Church answers call to ‘feed my sheep’
The weekly dinners at Carson City’s Freedom Church are as much about nourishing the soul as they are about the casseroles.
“It’s more to draw in the lonely,” said church secretary Kate Robinson. “People who just need community, who need to be loved on.”
Robinson came up with the idea a little over a year ago after reading a book about Mother Teresa.
“She considered all people in all positions to be her brothers and sisters,” Robinson said. “It just sort of sparked something in me.”
She started with the idea to cook a meal once a week for a person or family in need. But then she decided to make it bigger.
When she approached her pastor, James Parker, with the idea of the church providing a weekly meal for the community, he supported her.
“When people have a vision, I give them the platform to do it,” he said. “I want to get out of the way and let them be who God wants them to be.”
So the Tuesday night potluck dinners were born.
Each week, volunteers from the church bake and fry and boil up dishes to share with their neighbors.
Although they’re never quite sure how many people are going to show up, there’s always been enough, Robinson said.
“It’s such an act of faith,” she said. “There’s definitely a fishes and loaves type of thing going on.”
Marjeana Bloom is a young wife and mother and nursing student, leaving her with little free time or disposable income. Still, she volunteers regularly to bring food to the dinners.
“It makes me happy, and I love to cook,” she said. “If I’m going to cook a meal for my family anyway, it doesn’t cost that much more to feed a few more people. Rather than going out to Starbucks or out to drinks with my girlfriends, I’d rather spend my income on this.”

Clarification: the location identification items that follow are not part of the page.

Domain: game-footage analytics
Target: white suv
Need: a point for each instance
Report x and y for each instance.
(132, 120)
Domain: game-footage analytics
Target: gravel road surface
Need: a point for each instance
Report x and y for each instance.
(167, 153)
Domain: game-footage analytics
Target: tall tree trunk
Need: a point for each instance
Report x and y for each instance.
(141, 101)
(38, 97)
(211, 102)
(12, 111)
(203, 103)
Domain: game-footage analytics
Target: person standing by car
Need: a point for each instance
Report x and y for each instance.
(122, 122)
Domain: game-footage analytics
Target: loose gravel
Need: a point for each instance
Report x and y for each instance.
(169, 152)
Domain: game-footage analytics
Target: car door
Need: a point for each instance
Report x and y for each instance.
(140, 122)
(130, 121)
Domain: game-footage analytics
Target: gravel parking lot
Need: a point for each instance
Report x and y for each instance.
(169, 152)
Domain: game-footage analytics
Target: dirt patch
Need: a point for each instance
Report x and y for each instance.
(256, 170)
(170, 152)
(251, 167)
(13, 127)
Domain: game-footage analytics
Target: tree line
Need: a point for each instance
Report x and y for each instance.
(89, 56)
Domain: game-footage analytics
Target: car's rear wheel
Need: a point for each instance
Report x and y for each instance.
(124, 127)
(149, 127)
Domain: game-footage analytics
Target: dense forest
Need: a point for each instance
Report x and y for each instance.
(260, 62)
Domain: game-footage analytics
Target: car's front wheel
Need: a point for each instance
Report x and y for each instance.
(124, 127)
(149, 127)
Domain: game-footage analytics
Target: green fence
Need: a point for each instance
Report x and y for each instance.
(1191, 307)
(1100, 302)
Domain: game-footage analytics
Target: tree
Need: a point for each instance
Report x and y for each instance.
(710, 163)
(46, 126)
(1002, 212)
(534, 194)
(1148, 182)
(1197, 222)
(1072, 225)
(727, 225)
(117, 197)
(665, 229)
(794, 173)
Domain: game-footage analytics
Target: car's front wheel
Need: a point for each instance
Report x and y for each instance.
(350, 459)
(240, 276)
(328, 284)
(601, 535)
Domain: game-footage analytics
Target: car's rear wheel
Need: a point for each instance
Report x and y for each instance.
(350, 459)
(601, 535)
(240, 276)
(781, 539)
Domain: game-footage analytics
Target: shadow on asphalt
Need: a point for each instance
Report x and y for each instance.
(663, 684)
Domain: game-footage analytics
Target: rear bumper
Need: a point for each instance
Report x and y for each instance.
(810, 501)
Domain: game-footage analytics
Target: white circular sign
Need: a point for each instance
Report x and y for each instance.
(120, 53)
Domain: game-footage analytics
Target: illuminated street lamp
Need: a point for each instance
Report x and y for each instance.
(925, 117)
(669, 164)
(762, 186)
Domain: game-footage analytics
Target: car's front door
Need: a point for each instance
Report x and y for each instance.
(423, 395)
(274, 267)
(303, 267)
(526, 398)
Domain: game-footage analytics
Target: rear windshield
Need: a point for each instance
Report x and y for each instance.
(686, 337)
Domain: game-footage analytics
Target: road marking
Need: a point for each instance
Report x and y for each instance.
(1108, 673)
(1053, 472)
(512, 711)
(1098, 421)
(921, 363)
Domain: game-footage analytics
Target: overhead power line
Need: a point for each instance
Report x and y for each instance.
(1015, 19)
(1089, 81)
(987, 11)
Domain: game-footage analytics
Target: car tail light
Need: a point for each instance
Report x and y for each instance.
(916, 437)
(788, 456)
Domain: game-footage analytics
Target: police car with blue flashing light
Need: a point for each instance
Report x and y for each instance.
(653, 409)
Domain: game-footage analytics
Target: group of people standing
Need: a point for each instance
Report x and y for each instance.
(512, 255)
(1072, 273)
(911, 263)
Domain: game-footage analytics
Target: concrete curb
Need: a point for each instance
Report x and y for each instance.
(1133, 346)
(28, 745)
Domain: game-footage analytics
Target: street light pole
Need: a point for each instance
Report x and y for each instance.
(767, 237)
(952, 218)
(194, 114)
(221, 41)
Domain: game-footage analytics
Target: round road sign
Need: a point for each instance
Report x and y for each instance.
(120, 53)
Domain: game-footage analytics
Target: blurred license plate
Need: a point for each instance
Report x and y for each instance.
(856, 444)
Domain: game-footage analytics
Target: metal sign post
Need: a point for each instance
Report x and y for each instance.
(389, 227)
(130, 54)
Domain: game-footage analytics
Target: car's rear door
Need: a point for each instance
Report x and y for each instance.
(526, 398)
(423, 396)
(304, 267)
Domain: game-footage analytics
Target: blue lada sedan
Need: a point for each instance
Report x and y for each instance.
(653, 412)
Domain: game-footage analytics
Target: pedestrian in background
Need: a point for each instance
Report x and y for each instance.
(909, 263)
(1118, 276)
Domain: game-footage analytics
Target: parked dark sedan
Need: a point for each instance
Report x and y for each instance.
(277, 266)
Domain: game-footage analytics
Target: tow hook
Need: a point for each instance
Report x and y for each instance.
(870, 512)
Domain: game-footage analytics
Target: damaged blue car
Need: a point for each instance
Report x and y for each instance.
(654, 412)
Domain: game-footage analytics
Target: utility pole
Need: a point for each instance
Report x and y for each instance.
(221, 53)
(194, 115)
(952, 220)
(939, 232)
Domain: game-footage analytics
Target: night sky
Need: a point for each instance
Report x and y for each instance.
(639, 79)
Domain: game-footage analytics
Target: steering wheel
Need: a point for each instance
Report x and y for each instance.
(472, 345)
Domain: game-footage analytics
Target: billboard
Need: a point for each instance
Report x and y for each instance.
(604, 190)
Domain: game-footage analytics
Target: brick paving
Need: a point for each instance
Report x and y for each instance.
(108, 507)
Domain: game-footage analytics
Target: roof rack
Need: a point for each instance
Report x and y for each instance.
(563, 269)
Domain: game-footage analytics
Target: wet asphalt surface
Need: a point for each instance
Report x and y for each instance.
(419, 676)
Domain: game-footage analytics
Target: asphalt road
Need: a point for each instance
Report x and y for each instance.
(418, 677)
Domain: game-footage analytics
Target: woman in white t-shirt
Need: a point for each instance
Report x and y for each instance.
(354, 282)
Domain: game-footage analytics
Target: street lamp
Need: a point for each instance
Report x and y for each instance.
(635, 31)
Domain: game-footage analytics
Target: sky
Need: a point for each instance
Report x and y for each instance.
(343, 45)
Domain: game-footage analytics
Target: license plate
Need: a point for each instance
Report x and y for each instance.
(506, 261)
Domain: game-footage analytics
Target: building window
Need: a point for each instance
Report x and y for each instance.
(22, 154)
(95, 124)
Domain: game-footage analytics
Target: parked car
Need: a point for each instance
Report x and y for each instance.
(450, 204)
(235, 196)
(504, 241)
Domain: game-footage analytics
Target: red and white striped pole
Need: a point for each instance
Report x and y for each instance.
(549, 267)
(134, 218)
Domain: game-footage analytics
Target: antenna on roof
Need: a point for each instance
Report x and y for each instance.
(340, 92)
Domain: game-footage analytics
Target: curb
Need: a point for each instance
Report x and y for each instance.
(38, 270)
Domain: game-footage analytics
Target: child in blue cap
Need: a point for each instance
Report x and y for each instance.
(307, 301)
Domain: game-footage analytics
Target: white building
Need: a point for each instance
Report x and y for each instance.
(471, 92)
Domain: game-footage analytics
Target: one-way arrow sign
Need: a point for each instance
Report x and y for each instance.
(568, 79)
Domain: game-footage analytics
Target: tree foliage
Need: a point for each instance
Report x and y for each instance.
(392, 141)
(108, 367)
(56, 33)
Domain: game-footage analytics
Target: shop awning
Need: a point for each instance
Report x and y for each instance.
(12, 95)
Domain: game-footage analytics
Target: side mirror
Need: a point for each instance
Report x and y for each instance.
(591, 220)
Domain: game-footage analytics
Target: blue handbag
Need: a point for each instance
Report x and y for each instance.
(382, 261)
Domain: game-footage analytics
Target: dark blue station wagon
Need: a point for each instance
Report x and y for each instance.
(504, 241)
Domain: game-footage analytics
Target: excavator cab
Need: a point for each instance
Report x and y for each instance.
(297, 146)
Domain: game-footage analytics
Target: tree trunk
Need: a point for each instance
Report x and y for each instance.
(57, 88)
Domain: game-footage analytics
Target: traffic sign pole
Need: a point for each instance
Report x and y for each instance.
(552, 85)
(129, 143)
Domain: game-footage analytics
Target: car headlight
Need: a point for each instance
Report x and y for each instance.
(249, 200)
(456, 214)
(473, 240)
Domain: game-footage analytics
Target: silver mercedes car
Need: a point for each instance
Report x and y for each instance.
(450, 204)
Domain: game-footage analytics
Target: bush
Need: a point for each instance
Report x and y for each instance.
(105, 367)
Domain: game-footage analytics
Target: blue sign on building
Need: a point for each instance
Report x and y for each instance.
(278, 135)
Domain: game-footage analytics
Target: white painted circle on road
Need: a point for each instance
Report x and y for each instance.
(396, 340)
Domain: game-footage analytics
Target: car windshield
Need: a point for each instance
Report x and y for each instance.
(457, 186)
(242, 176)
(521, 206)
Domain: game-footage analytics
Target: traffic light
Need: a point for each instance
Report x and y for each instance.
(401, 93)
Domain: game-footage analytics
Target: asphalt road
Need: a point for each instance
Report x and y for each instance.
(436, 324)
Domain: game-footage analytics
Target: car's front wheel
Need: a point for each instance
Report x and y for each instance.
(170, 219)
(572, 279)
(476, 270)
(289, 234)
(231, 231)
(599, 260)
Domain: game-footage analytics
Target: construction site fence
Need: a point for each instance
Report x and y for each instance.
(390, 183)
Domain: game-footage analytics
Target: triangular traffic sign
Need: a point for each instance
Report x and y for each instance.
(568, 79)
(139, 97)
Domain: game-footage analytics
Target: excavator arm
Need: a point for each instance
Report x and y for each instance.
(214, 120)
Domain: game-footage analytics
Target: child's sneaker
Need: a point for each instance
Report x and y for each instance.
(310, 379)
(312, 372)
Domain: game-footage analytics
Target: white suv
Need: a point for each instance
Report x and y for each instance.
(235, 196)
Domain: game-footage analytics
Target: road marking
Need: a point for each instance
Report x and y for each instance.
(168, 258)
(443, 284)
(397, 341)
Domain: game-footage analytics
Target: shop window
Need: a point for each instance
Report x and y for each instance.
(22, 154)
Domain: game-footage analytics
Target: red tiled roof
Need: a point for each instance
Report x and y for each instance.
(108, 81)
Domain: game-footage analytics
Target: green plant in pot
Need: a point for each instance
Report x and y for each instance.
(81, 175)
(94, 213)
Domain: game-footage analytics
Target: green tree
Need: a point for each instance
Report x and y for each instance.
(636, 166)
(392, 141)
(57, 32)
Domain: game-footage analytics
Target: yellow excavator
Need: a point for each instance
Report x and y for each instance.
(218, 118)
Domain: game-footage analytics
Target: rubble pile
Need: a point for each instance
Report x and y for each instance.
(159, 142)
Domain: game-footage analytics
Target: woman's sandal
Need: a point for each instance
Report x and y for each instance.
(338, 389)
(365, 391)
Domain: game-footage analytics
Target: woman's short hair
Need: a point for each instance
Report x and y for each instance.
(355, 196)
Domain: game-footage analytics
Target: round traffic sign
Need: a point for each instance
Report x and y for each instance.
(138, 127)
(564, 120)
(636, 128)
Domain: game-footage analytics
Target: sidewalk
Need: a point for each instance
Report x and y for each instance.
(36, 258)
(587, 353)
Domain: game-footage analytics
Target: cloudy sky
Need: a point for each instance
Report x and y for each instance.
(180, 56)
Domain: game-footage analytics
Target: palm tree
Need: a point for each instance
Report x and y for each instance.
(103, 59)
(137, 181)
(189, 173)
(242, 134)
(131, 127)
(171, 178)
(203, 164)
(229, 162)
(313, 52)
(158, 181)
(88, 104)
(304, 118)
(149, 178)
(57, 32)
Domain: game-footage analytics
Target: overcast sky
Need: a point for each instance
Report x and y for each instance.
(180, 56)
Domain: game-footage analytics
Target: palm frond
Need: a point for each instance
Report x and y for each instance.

Alison Orris, a stay-at-home mom, also cooks weekly.
“This is a good opportunity for me to meet people in the community, and I really have a heart for serving other people.”
Diana Fediw brought her children Lydia, 5, and Jackson, 2, to the dinner last week, and plans to do so more often.
“It’s nice,” she said. “You get to relate to the community outside of the church environment.”
So far, there have been a few members of the community show up to the meals. For the most part, it has been church members.
Robinson hopes to get the word out and invite more to partake, especially on Tuesday, when they will be celebrating their one-year anniversary with kids games, face painting, a Guitar Hero station and other activities.
Mason Peterson, who regularly attends with his son, Mylez, 2, recommends others join in.
“Everyone could use a free meal,” he said. “Plus, it’s good fellowship. God is good.”